Practical considerations.—— Certain clinical facts about malarial hepatic congestion and malarial hepatitis are of importance. In the first place, such conditions do not tend to terminate in suppuration; in the second, they are almost invariably associated with splenic enlargement. These are important facts to recollect when it becomes a question of the diagnosis of malarial hepatitis from abscess of the liver. Another important fact to remember is that recent malarial enlargement of the liver is usually curable, depending, as a rule, on simple congestion; whereas old-standing malarial hepatic enlargement is usually incurable, depending, as it usually does, on hypertrophy of the connective tissue and a cirrhotic condition of the organ.

Malaria a cause of nephritis.—— Changes similar to those found in the liver in the course of, and in consequence of, malarial disease occur in the kidney; in time they result in confirmed Bright's disease. Hence, probably, the frequency of Bright's disease in some highly malarious climates. In the British Guiana Medical Annual, Daniels mentions that in 926 post-mortem examinations in the hospital at Georgetown, Demerara, a highly malarial district, he found evidence of disease of the kidneys in no fewer than 228.

Cardiac degeneration.—— As a consequence of defective nutrition from prolonged anæmia and recurring fever, the muscular tissue of the heart in chronic malarials may degenerate, the ventricles dilate, and, in time, the lower extremities become œdematous.
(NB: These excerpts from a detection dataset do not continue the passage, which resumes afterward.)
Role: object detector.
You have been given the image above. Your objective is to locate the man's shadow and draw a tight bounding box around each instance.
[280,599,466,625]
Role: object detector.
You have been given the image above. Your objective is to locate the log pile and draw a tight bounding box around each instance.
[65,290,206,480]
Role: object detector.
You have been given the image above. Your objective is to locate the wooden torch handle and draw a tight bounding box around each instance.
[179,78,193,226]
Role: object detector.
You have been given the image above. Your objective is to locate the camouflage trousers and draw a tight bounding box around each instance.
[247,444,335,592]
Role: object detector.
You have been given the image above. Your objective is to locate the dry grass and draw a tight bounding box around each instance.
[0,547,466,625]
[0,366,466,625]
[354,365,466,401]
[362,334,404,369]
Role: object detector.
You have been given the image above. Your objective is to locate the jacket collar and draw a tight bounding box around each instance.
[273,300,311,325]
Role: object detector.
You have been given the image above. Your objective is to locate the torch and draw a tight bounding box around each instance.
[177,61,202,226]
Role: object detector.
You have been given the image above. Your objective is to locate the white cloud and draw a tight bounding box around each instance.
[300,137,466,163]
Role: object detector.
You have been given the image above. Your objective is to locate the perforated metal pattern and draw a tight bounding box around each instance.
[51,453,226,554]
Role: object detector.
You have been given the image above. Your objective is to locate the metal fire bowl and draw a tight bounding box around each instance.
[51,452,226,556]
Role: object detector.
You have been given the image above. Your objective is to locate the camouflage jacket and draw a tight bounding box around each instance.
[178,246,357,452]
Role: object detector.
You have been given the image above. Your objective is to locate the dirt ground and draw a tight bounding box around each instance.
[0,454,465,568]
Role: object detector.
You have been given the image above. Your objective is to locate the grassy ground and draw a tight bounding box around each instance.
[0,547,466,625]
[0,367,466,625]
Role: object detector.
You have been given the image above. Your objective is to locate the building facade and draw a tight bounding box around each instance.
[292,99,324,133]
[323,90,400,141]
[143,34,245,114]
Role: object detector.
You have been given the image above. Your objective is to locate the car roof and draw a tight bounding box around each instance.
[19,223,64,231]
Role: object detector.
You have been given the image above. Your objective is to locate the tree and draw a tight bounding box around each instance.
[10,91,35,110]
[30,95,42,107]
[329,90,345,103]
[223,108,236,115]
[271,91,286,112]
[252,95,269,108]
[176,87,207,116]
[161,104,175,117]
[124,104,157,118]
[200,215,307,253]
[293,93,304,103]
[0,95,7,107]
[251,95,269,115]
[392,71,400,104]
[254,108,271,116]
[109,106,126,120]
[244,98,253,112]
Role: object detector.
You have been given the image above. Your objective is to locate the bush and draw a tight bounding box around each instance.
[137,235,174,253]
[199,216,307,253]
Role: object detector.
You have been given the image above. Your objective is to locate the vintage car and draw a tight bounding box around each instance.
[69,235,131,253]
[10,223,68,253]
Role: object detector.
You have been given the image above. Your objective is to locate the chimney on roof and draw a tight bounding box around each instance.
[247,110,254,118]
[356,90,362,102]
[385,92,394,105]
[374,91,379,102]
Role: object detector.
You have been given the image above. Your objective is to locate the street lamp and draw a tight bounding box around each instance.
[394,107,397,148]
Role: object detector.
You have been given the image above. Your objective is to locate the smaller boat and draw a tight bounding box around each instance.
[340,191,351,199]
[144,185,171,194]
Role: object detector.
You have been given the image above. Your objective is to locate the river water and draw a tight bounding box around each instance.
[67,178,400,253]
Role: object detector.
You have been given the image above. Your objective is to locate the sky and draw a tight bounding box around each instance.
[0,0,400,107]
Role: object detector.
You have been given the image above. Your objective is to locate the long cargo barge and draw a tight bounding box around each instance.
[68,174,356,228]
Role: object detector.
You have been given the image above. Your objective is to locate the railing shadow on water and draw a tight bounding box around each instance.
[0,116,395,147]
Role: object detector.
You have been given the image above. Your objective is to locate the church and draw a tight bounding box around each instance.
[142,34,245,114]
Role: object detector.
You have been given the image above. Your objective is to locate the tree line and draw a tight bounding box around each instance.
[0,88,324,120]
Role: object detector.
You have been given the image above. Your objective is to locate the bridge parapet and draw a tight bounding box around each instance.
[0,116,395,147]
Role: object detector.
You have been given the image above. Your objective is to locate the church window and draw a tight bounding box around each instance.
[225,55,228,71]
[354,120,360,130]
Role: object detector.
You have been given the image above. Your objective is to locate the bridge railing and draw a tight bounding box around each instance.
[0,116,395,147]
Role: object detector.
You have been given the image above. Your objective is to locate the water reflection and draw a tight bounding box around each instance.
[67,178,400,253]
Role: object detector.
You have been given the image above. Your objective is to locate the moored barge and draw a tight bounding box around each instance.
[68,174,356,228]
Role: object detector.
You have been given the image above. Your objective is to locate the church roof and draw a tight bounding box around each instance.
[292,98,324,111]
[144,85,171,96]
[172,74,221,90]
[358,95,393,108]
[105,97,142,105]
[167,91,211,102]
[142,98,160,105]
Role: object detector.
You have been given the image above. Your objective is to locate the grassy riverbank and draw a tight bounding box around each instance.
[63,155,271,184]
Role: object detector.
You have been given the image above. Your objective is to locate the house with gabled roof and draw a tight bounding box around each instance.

For the same reason the subjects of valvular affections of the heart, whether compensated or otherwise, must be regarded as unsuitable for residence in malarial countries.

Other sequelœ.—— These include dysenteric conditions, forms of diarrhœa, low forms of pneumonia readily set up by chill and prone to terminate in abscess of the lung or to become associated with empyema, extensive sloughing phagedæna, and other forms of gangrene such as noma; or pernicious fever may supervene at any time and rapidly carry off the subject of advanced malarial cachexia.

Tubercular and syphilitic disease not infrequently concur with malaria; in fact, the latter may powerfully predispose to local manifestations of either of the two former, and vice versa—— a complication as to which the practitioner should always be on his guard.

  1. * Observations in India tend to show that this condition, melanoglossia, is racial and not pathological.